As DNA-sequencing technologies became cheaper to use, profiling the microbiomes of many different samples became efficient and feasible through the sequencing of highly variable regions on the bacterial 16S rRNA gene. A question that arises very quickly to novices in the domain of microbiome analysis is how to properly interpret 16S microbiome composition data. The counts within the OTU table to be analysed always vary greatly across samples, as an artefact of the sequencing technology. Additionally, the count data for a given bacterial group across samples is highly non-normal and at best somewhat close in distribution to that of a zero-inflated negative binomial random variable. Further complicating interpretation, the data is highly multidimensional in that the number of bacterial groupings (OTUs) greatly outnumbers the sample size. In order to determine if the microbiota are driving disease, regression-based analyses will need to be undertaken. In searching the literature this summer, I found that there is no consensus in how to do regression with 16S microbiome data. Issues arise due to the compositional nature of the data along with the high degree of dimensionality. One of the main benefits of regression is being able to take into account possible covariates and whether or not they, rather the microbiota, are the true drivers of observed differences. This becomes increasingly important in human studies where subjects have not been contained in environments controlled by the investigator.
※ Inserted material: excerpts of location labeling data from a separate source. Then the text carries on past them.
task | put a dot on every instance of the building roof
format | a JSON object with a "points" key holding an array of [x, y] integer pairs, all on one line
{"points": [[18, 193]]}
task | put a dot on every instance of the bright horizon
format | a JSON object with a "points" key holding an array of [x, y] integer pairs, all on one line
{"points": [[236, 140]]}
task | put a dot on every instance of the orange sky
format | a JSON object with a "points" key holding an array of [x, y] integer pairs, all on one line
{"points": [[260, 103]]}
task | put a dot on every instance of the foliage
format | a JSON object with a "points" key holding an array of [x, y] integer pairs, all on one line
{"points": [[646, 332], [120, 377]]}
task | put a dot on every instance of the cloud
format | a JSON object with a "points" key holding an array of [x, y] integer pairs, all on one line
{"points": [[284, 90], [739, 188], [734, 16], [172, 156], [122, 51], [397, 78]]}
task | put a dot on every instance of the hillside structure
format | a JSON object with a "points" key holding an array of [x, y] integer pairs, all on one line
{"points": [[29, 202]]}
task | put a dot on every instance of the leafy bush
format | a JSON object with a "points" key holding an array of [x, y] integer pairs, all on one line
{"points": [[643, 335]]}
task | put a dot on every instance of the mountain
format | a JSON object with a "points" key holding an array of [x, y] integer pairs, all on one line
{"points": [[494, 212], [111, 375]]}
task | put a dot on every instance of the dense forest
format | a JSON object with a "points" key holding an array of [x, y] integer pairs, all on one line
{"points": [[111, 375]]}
At this week’s microbiome journal club at 3:00pm on Friday, August 26th in MUMC 3N10A, we will be discussing aMiSPU, a novel regression-based method for microbiome data presented in “An adaptive association test for microbiome data” by Wu et al. in 2016. The paper mainly compares aMiSPU to a similar method known as optimal MiRKAT in how well they perform on both simulated and real data*.
Questions for discussion:
- Is the aMiSPU test a valid statistical method of association for microbiome data and is it better than general linear modelling?
- Are significant alterations in rare microbes within microbiome studies repeatable and reliable? Should statistical tests of differential abundance be adjusted to detect differences in rare microbiota?
- Can microbiome data be accurately simulated, and if so, how important will methods papers on simulated data be for future developments in the field?
Come join for food and drinks afterwards at the Pheonix at 4!
*Note that within the explanation of the aMiSPU test on page 4 of 12 it is briefly mentioned that TaMiSPUu , TaMiSPUw , and TaMiSPU are no longer genuine p values and that a permutation method is used to estimate their p values. If you’re looking to wrap your head around the math, the authors explain this in more detail in a previous paper about aSPU available here under the section “A new class of tests and a data-adaptive test” at the bottom of page 4 and top of page 5 of the pdf. In brief, the permutation method involves randomly rearranging the subjects many times to literally create the null distribution of no association to be tested against. I will be also be explaining it in the presentation, mainly because I find it exciting, but also because aMiSPU involves multiple layers of permutations.